Creating Vector Search with TiDB Serverless and Drizzle

Vector Search has become highly popular with RAG Systems. In this blog we will learn how we can use the TiDB serverless library to connect with our Database, create schema in drizzle, and use the vector search ability of the build in vector search in TiDB. But We should learn what is vector search and how it works?

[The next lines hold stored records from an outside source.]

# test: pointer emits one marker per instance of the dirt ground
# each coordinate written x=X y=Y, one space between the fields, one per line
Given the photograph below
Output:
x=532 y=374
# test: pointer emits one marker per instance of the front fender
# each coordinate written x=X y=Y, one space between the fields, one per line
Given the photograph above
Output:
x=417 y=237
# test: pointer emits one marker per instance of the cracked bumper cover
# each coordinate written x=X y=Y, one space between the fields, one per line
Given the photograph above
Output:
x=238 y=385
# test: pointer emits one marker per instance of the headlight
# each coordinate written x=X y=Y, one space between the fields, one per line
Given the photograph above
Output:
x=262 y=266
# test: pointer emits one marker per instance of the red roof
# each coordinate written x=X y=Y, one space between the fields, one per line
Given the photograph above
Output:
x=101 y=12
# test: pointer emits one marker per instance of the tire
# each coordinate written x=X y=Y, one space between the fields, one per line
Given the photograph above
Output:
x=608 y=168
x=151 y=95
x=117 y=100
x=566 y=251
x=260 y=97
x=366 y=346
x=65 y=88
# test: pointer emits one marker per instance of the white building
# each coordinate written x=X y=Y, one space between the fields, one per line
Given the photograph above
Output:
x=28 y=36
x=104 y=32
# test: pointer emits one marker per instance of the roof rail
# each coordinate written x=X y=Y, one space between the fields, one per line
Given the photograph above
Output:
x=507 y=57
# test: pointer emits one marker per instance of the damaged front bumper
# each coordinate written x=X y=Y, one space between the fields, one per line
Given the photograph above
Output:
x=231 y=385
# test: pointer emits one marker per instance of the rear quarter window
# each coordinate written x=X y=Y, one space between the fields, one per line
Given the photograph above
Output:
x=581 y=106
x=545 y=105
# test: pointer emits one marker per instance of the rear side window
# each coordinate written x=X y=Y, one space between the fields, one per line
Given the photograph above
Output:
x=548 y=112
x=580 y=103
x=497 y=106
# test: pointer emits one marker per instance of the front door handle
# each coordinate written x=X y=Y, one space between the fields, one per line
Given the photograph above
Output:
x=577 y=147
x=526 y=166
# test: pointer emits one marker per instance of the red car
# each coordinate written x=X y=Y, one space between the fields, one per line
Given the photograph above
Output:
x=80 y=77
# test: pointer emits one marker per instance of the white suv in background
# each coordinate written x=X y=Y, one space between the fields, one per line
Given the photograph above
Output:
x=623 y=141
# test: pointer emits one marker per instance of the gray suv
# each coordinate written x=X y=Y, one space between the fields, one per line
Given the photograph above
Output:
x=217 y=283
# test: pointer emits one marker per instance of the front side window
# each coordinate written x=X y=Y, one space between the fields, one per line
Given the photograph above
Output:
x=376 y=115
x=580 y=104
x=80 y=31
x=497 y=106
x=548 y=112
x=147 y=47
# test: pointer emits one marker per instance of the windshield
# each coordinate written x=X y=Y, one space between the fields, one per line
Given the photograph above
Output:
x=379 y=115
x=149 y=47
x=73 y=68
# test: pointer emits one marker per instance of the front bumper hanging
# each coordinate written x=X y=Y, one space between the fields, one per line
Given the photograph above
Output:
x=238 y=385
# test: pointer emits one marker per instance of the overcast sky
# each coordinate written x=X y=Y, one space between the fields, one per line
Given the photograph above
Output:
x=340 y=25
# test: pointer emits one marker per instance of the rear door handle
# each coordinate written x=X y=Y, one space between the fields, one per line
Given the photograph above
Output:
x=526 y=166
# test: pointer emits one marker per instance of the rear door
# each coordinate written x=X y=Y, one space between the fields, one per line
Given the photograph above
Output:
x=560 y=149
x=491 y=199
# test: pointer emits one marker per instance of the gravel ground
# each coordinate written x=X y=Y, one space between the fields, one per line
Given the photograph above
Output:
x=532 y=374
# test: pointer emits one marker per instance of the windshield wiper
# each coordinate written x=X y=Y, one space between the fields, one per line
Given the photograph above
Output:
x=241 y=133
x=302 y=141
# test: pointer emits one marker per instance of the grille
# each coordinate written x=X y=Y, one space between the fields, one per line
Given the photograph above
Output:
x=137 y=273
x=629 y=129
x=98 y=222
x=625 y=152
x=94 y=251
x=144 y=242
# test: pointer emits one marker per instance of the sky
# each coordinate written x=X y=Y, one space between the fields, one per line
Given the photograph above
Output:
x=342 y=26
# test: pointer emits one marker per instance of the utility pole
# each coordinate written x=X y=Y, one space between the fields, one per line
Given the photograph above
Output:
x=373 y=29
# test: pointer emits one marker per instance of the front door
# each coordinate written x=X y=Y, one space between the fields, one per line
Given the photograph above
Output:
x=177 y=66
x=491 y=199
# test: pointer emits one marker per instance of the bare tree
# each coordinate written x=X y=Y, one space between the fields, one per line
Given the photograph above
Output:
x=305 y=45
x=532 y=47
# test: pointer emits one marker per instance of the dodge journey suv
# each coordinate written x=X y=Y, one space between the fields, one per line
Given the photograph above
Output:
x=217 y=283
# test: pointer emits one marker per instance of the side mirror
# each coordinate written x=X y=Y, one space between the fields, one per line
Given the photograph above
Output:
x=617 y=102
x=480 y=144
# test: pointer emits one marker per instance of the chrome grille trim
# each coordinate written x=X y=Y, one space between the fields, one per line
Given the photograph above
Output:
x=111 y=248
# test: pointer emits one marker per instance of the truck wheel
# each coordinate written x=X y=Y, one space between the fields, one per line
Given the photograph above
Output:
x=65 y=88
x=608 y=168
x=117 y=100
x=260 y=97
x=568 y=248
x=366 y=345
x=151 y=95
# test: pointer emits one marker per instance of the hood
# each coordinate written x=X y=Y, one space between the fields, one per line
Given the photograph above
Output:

Vector Search return similar items based on their semantic meaning, rather than exact matches. This is different from traditional keyword-based searches.

Traditional Search works like:

query: King results: King, Kingbird, Kingcup, Kingdom

Vector Search Example:

query: King

results: King, Queen, Kingdom, Monarch, Ruler, Prince

Vector Search in TiDB

Here a diagram explaining vector search by TiDB.  https://docs.pingcap.com/tidbcloud/vector-search-overview/?plan=starter

Here a diagram explaining vector search by TiDB. https://docs.pingcap.com/tidbcloud/vector-search-overview/?plan=starter

  • Vector type in TiDB

When creating a table, you can define a column as a vector column by specifying the VECTOR data type.

example

USE test;
CREATE TABLE embedded_documents (
    id        INT       PRIMARY KEY,
    -- Column to store the original content of the document.
    document  TEXT,
    -- Column to store the vector representation of the document.
    embedding VECTOR(3)
);

Inserting:

INSERT INTO embedded_documents
VALUES
    (1, 'dog', '[1,2,1]'),
    (2, 'fish', '[1,2,4]'),
    (3, 'tree', '[1,0,0]');

Querying :

SELECT * FROM embedded_documents;

Output:

+----+----------+-----------+
| id | document | embedding |
+----+----------+-----------+
|  1 | dog      | [1,2,1]   |
|  2 | fish     | [1,2,4]   |
|  3 | tree     | [1,0,0]   |
+----+----------+-----------+
3 rows in set (0.15 sec)

Vector Search

SELECT id, document, vec_cosine_distance(embedding, '[1,2,3]') AS distance
FROM embedded_documents
ORDER BY distance
LIMIT 3;

Output from vector search

+----+----------+---------------------+
| id | document | distance            |
+----+----------+---------------------+
|  2 | fish     | 0.00853986601633272 |
|  1 | dog      | 0.12712843905603044 |
|  3 | tree     |  0.7327387580875756 |
+----+----------+---------------------+
3 rows in set (0.15 sec)

Now, you would have a lot of question. Why did we only chose vector size of 3 ? How to convert text to vectors/embeddings? What is vec_cosine_distance for querying TiDB Database ? Does the Query vector has to be the same size as that of stored in database?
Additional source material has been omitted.